Menschen sollen selbst entscheiden, wie sie ihr Zusammenleben gestalten und ihren Alltag organisieren, heißt es im gemeinsamen Wahlprogramm von CDU und CSU. Die Union will das Kindergeld pro Kind um 25 Euro monatlich erhöhen und für Eigentumswohnung oder Haus ein Baukindergeld von 1.200 Euro pro Jahr einführen. Für Grundschulkinder soll es einen Rechtsanspruch auf Betreuung geben. Auch die FDP will den Familien viel Freiheit lassen und flankierend unterstützen. Das “Kindergeld 2.0“ soll den finanziellen Rahmen setzen und mehr digitale Heimarbeitsplätze die Vereinbarkeit von Beruf und Familie fördern. Die AfD schlägt bei der Familienpolitik nationale Töne an: Der Erhalt des eigenen Staatsvolkes sei vorrangig, heißt es im Wahlprogramm. Und: Kinder unter drei Jahren fühlten sich bei den Eltern am wohlsten. Es müsse möglich sein, dass eine Familie von einem Gehalt leben könne.

Familienpolitik aus Sicht der Kinder

Grüne und Linke verfolgen einen ganz eigenen Ansatz: Sie denken Familienpolitik nicht von den Eltern sondern von den Kindern her. In den letzten Jahren ist die Arbeitslosigkeit in Deutschland stetig gesunken, die Kinderarmut aber nicht. Grünen-Spitzenkandidatin Göring-Eckardt findet das beschämend:

"Ich finde, wenn es einen Punkt gibt, wo man nicht mehr rumdrucksen kann und nur sagen kann: ‚Wir machen was am Kindergeld‘, dann ist es die Bekämpfung der Kinderarmut. Ich will, das jedes Kind, dass in Deutschland geboren wird, erstens einen deutschen Pass hat und zweitens die gleichen Chancen wie jedes andere."

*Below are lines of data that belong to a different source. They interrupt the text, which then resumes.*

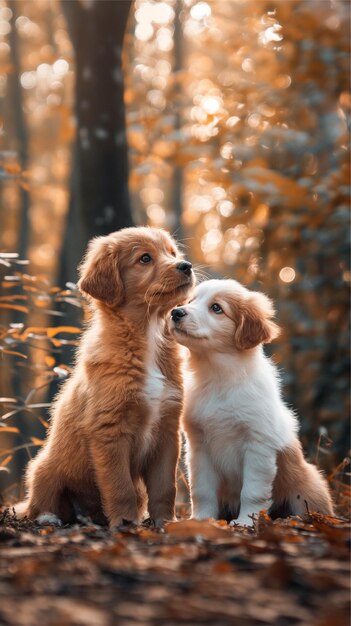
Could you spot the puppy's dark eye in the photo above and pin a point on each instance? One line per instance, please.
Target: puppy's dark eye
(146, 258)
(216, 308)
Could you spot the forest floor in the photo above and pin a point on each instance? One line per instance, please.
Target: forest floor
(288, 572)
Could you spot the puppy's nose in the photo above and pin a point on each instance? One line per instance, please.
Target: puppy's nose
(185, 267)
(177, 314)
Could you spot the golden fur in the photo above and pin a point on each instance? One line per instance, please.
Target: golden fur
(113, 444)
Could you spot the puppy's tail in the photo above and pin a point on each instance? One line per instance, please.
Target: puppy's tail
(299, 487)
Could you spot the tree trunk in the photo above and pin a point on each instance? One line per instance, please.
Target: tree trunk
(99, 200)
(19, 128)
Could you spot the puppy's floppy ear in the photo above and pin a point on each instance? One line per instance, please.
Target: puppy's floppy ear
(255, 325)
(99, 273)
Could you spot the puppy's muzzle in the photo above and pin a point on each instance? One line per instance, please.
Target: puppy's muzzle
(185, 267)
(178, 314)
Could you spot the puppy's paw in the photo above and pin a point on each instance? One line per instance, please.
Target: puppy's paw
(121, 524)
(48, 519)
(243, 520)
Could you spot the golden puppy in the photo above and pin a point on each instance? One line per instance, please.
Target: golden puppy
(244, 451)
(114, 432)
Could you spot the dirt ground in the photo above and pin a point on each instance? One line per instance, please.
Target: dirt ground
(291, 572)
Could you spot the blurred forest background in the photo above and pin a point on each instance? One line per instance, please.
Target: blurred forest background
(223, 121)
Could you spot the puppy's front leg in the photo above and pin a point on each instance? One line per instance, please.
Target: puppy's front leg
(258, 475)
(111, 459)
(204, 482)
(160, 479)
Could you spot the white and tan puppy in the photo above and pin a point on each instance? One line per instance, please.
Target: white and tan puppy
(244, 452)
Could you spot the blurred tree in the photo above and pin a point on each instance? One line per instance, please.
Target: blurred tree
(19, 125)
(99, 200)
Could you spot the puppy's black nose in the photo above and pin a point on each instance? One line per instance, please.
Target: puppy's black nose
(185, 267)
(177, 314)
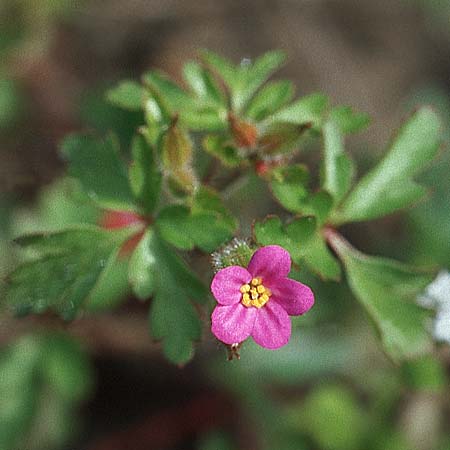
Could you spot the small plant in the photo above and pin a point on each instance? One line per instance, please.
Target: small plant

Grünen-Spitzenkandidaten Katrin Göring-Eckardt

Die Grünen wollen 12 Milliarden Euro in Familien und Kinder investieren: In flächendeckende Ganztagsschulen, einen Rechtsanspruch auf ganztägige Betreuung und eine eigene Grundsicherung für Kinder – unabhängig vom Einkommen der Eltern. Das fordert auch die Linke. Anders als die Grünen wollen die Linken die KiTa-Gebühren abschaffen. An der Stelle gibt es Berührungspunkte mit der SPD, die die KiTas schrittweise gebührenfrei machen will.